TerraOlivo schließt die 8. Ausgabe ab

Trotz des kürzlichen Ablebens des Präsidenten von TerraOlivo, Raul Castellani, wurden beim Wettbewerb in Israel 630 Olivenöle aus 20 Ländern eingereicht.

Letzte Woche ging die 8. Ausgabe des internationalen Olivenölwettbewerbs von TerraOlivo zu Ende. Angesichts des kürzlichen Verlusts des Präsidenten von TerraOlivo, Raul Castellani, war es keine leichte Aufgabe, einen reibungslosen Ablauf der Veranstaltung zu gewährleisten. Doch dank ihres Engagements und ihrer harten Arbeit haben Moshe Spak, Eyal Hasson, Leonardo Castellani und Antonio G. Lauro den Wettbewerb vorbildlich geleitet.

Der Wettbewerb zog mehr als 630 Olivenöle aus 20 Ländern an. Spanien war der große Gewinner und nahm 111 Preise mit nach Hause – vier davon in der Top-Ten-Kategorie.

Die Juroren des Wettbewerbs waren sich einig, dass sich das schwierige Erntejahr in vielen Proben bemerkbar machte, und stellten Anzeichen von übermäßiger Hitze, früh gereiften Früchten und Ölen mit geringer Stabilität fest.
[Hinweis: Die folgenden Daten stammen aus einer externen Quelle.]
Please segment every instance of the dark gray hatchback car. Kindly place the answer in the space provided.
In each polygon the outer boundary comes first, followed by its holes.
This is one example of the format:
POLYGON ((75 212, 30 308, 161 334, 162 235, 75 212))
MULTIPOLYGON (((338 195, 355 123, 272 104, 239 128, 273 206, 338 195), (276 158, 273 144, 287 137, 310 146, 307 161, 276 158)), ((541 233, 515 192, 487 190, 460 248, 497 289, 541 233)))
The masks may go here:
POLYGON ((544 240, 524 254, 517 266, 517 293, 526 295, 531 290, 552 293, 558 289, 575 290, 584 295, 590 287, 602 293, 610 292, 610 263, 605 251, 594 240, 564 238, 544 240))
Trotz eines schwierigen Jahres konnten israelische Produzenten 131 Öle präsentieren und über 40 Auszeichnungen mit nach Hause nehmen.

Der Präsident der Agro-Nutritional Partnership der Region Kreta, Manolis Chnaris, nahm an der Veranstaltung teil, um seine Unterstützung für die teilnehmenden griechischen Produzenten und den Wettbewerb selbst zu bekunden. In einer Rede bei der Preisverleihung betonte Chnaris die Bedeutung von hochwertigem Olivenöl und brachte seine Dankbarkeit für die Zusammenarbeit zwischen den Wettbewerben auf Kreta und in Israel zum Ausdruck.

Für die Juroren waren die Vormittage mit Verkostungsrunden von etwa 33 Ölen pro Tag ausgefüllt. Die Nachmittage wurden jedoch vor Ort verbracht, um den Informationsaustausch zwischen den Jurymitgliedern zu fördern.

Das israelische Olivenölkomitee organisierte einen besonderen Ausflug nach Beit Gemal, einem Kloster in der Nähe von Beit Shemesh, und zum Kibbuz Revadim, der lokale Sorten wie Barnea und Souri produziert.

Zohar Kerem von der Hebräischen Universität Jerusalem sprach zunächst in Beit Gemal vor der Gruppe über die historische Bedeutung der Gegend. Hier besiegte David Goliath, und hier wurden Olivenbäume bereits vor Tausenden von Jahren domestiziert.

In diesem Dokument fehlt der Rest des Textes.